Мужчины негромко рассмеялись.
— Ваше лицо кажется знакомым, но я, к своему стыду, совершенно вас не помню, — признался китаец.
— Так и было задумано, генерал, мне приходилось прилагать массу усилий, чтобы добиться этого эффекта. Вы не могли меня запомнить, вы не могли меня почувствовать. Хотя мы встречались дважды.
— Ваше имя?
— Кирилл Грязнов, антиквар.
В памяти Ляо промелькнули короткие, ничего не значащие диалоги на ничего не значащих приемах.
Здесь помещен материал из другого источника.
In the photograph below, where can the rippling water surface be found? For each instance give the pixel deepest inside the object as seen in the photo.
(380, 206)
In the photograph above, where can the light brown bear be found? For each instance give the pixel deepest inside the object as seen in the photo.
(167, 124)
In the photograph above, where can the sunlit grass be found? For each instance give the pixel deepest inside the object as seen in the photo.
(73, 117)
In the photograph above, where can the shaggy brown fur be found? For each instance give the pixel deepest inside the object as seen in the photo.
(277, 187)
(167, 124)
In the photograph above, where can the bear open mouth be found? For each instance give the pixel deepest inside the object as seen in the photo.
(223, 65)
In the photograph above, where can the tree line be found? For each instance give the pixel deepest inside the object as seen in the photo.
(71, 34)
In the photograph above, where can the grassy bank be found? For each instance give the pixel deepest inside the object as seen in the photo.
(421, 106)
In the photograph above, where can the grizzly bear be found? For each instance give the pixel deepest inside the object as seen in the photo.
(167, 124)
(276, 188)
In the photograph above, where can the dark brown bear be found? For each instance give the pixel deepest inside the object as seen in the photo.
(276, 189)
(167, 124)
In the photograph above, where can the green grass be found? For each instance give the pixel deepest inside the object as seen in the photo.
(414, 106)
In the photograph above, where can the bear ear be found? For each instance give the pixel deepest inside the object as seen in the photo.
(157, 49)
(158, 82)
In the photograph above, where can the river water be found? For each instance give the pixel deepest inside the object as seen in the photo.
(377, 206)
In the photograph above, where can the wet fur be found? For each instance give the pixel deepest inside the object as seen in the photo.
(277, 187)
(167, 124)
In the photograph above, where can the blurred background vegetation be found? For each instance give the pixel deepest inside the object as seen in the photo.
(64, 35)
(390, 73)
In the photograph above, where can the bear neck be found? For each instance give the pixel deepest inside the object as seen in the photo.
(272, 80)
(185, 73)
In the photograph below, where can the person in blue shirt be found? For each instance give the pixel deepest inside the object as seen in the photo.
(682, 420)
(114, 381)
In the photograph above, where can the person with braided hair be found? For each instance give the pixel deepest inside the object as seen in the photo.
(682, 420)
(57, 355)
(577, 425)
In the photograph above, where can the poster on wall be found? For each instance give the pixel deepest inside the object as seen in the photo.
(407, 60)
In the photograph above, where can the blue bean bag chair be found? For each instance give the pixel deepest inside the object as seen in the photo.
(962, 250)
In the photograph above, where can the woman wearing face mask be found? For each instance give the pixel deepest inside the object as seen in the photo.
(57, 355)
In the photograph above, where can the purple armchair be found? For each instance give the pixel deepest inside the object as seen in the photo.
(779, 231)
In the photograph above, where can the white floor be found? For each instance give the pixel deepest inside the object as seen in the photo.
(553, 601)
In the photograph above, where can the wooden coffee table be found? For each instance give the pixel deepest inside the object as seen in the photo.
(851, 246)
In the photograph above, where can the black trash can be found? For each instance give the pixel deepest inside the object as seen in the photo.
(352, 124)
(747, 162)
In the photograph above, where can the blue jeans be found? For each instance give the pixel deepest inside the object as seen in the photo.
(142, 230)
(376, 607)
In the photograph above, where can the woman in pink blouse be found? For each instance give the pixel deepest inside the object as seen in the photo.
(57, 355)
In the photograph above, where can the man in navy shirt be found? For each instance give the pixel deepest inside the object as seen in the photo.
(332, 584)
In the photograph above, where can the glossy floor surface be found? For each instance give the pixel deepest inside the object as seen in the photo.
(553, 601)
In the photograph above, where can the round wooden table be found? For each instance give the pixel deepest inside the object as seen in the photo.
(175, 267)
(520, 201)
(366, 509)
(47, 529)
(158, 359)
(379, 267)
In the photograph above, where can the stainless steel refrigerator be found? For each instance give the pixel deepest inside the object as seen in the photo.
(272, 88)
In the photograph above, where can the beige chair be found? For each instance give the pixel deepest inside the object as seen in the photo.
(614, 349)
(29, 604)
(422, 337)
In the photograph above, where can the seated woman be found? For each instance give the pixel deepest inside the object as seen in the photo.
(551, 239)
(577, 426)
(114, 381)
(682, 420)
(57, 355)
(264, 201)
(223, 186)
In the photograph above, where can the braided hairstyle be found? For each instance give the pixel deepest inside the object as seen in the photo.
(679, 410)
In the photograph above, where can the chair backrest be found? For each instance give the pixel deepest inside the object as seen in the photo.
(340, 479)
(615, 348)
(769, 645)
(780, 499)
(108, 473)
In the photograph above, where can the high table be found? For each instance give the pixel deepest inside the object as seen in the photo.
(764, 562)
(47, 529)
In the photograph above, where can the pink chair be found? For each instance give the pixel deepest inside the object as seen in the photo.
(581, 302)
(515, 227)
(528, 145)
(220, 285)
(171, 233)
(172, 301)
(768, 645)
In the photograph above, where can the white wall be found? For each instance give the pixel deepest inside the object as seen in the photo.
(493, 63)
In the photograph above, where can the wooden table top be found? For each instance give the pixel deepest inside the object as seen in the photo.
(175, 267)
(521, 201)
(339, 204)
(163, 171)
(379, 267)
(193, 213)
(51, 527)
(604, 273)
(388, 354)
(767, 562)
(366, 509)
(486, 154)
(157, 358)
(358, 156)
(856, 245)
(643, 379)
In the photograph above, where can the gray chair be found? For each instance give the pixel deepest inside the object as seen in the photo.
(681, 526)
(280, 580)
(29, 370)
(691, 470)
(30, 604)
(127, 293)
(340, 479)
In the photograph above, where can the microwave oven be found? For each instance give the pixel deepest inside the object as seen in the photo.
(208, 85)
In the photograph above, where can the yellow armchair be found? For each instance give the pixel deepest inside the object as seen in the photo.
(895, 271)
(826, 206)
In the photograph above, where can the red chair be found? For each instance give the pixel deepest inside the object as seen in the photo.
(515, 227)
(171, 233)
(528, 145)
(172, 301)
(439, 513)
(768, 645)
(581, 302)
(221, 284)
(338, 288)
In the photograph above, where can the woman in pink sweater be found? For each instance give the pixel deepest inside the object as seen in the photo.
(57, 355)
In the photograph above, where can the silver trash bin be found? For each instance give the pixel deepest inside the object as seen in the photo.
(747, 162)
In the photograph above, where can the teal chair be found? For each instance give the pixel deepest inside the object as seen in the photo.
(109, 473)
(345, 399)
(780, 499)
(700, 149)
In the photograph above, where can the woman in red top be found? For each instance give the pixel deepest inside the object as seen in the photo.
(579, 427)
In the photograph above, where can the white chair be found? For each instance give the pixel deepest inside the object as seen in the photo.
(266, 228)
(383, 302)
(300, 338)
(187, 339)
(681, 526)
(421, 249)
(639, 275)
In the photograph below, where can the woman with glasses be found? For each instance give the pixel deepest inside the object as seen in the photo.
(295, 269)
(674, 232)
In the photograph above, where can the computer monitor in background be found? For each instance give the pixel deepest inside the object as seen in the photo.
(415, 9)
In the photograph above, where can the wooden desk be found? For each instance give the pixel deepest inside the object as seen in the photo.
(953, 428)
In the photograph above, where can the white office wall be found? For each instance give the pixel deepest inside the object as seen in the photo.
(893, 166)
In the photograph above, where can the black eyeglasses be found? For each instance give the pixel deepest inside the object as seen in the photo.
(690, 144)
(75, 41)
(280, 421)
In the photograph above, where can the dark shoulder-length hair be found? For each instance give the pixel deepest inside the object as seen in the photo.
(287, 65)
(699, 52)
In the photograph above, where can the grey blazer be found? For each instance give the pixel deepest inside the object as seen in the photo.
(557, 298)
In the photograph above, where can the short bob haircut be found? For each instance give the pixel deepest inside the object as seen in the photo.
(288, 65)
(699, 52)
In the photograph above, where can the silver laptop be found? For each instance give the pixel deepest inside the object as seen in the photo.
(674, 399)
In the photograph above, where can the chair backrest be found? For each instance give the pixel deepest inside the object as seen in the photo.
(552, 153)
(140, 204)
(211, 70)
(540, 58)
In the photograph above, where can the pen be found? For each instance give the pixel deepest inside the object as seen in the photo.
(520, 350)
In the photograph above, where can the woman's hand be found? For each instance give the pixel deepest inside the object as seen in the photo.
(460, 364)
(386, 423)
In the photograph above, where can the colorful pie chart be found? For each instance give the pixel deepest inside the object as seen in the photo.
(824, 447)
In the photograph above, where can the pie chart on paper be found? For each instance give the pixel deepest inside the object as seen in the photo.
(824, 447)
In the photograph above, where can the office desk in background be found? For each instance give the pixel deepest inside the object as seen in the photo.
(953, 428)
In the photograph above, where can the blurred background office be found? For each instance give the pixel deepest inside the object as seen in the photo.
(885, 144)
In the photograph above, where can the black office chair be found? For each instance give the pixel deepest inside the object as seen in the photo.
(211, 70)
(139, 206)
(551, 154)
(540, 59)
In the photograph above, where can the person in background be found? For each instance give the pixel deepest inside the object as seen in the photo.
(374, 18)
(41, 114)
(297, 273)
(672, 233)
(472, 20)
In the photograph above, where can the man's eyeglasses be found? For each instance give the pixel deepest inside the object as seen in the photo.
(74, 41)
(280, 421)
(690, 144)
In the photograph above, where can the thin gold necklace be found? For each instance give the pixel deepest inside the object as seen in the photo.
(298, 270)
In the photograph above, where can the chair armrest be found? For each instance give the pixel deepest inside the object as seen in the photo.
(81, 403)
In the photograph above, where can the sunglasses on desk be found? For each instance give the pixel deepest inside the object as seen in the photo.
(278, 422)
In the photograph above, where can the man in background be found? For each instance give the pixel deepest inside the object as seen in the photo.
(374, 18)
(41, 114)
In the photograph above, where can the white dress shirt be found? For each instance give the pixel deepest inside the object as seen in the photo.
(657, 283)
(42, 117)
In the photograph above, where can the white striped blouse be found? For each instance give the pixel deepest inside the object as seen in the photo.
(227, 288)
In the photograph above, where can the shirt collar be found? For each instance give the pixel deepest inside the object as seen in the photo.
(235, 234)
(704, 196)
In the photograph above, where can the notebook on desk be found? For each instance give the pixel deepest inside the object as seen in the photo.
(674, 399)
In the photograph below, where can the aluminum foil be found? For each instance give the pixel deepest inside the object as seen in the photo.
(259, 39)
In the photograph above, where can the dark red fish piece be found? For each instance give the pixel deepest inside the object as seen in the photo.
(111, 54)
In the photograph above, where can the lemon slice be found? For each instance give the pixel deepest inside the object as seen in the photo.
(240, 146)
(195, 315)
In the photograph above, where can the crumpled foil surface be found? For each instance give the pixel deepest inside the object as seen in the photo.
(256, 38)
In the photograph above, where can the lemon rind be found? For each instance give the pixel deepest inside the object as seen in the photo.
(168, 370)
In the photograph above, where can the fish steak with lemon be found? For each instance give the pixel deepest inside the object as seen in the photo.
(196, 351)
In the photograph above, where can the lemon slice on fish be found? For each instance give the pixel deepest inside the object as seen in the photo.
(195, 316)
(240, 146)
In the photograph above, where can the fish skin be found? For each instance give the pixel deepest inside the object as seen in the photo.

Пятно вместо лица, светская болтовня, бокалы с легким вином.
— «Шельман, Шельман и Грязнов»?
— Если пожелаете какой-нибудь антиквариат, например свиток с автографом Конфуция, я к вашим услугам.
— Я дважды встречался с Чудовищем… Смешно.
— Я сильно рисковал, но не мог не быть там же, где и вы. У меня были дела, обязательства…
— Мне нравится, что вы используете глагол прошедшего времени, господин Грязнов.
— Прошу вас — просто Кирилл.
— Вы не обидитесь?
— Ни в коем случае.
— В таком случае вы можете называть меня Ляо.
— А может, Фань Чи?
Генерал даже не вздрогнул. Он уже понял, что рядом с ним, на ступенях мертвого храма, сидит и балагурит настоящая глыба. Человек, достигший в своей Традиции не меньших высот, чем он, великий Ляо, в своей. И было бы странно предположить, что Грязнов не знает его настоящего имени. И его настоящей истории.
— У меня есть немного вина, хлеб и сыр. Разделите со мной трапезу, уважаемый Ляо, прошу вас.
— Как я могу преломить с вами хлеб? Вы предали меня, Кирилл.
— Когда?
— На Луне.
— Вы должны были понять, что я там не был, — с легкой укоризной произнес Грязнов. — Как минимум моя комплекция… — Он похлопал себя по животу. Не свисающему из-за ремня, но объемистому. — Разве я похож на летчика?
— В таком случае кто? — Вопрос слетел с языка, а уже в следующий миг китаец догадался: — Кауфман!
— На Луну вас сопровождал Максимилиан, — подтвердил Грязнов. — С тех пор, правда, его слегка переклинило. Все-таки убийство бога не проходит даром, появляются новые инстинкты, новые желания.